The unisex underwear is suitable for nurses, surgeons and anyone whose job entails large amounts of bending that strains the discs.
The smart garment can be turned on by either tapping it or using an app - putting the strain on elastic bands instead of muscles.
It has been likened to the body armour worn by superheroes like the Caped Crusaders, or Iron Man.
Mechanical engineer Professor Karl Zelik, of Vanderbilt University, Nashville, said: "I'm sick of Tony Stark and Bruce Wayne being the only ones with performance-boosting supersuits.
"We, the masses, want our own.
"The difference is that I'm not fighting crime. I'm fighting the odds that I'll strain my back this week trying to lift my 2-year-old."
Half the adult population of the UK report low back pain lasting for at least 24 hours at some time in the year.
The NHS spends more than £1 billion annually treating eight in ten people who will suffer it during their lives.
The researchers said TV infomercials offer a world of potential solutions but most are either unproven, unworkable or just plain unattractive.

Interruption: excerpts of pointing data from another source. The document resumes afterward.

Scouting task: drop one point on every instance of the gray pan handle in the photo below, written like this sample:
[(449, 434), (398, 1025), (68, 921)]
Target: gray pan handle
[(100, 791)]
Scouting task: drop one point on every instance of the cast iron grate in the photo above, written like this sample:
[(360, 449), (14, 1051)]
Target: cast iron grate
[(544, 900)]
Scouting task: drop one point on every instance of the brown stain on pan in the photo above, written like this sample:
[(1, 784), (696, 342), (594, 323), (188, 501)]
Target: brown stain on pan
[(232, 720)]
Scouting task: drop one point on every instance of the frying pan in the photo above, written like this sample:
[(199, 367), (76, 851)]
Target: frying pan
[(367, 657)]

So their design combines the science of biomechanics and advances in wearable tech to create a smart, mechanised undergarment.
Prof Zelik began thinking about resolving the problem when he experienced back pain himself from repeatedly lifting his toddler son.

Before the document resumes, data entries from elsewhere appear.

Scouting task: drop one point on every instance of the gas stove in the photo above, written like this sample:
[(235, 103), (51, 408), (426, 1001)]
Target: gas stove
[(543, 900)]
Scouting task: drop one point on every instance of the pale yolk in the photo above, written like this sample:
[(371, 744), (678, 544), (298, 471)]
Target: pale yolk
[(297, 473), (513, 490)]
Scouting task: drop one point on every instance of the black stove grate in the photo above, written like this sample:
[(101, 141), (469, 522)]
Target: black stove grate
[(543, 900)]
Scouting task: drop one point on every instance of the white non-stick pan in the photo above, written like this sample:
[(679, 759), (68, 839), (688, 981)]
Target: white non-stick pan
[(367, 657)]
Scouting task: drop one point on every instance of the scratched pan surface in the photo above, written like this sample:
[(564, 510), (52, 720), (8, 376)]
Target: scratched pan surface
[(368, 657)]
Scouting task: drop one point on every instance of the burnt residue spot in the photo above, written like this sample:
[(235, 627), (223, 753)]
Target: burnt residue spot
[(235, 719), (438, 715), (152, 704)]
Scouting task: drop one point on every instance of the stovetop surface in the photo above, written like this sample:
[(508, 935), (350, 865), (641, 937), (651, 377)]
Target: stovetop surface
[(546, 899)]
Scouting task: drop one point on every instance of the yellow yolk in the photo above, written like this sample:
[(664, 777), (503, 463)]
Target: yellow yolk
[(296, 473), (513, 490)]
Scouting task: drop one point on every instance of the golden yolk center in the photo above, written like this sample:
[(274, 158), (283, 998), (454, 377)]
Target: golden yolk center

The garment is worn on the chest and legs and consists of two fabric sections made from cheap materials like nylon, Lycra, polyester and other materials.
These are connected by sturdy straps across the middle back, with natural rubber pieces at the lower back.

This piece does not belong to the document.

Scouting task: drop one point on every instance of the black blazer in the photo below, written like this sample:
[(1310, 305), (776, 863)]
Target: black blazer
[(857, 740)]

Experiments showed the clothing offloads stress on the discs.
It is designed so wearers engage it only when they need it. A simple double tap to the shirt works the straps.
When the task is done, another double tap releases the straps so the user can sit down, and the device feels and behaves like normal clothes.
It also can be controlled by an app the team created. Wearers tap their phones to engage the smart clothing wirelessly via Bluetooth.
Eight subjects tested the device leaning forward and lifting 25-pound and 55-pound weights while holding their position at 30, 60 and 90 degrees.
Using motion capture, force plates and electromyography, the team demonstrated the device reduced activity in the lower back muscles by an average of 15 to 45 per cent for each task.
Added Prof Zelik: "The next idea is can we use sensors embedded in the clothing to monitor stress on the low back, and if it gets too high, can we automatically engage this smart clothing?"
Co researcher Dr Aaron Yang, who specialises in non surgical treatment of the back and neck at Vanderbilt University Medical Centre, said the technology is aimed at prevention rather than cure.
It focuses on reducing stress and fatigue on the lower back muscles. He has seen many back belts and braces and typically meets them with scepticism.
Dr Yang said: "People are often trying to capitalise on a huge societal problem with devices that are unproven or unviable.
"This smart clothing concept is different. I see a lot of health care workers or other professionals with jobs that require standing or leaning for long periods.
"Smart clothing may help offload some of those forces and reduce muscle fatigue."
According to the NHS almost 3 million working days a year are lost because of lower back pain.
The underwear was unveiled at the Congress of the International Society of Biomechanics in Brisbane, Australia.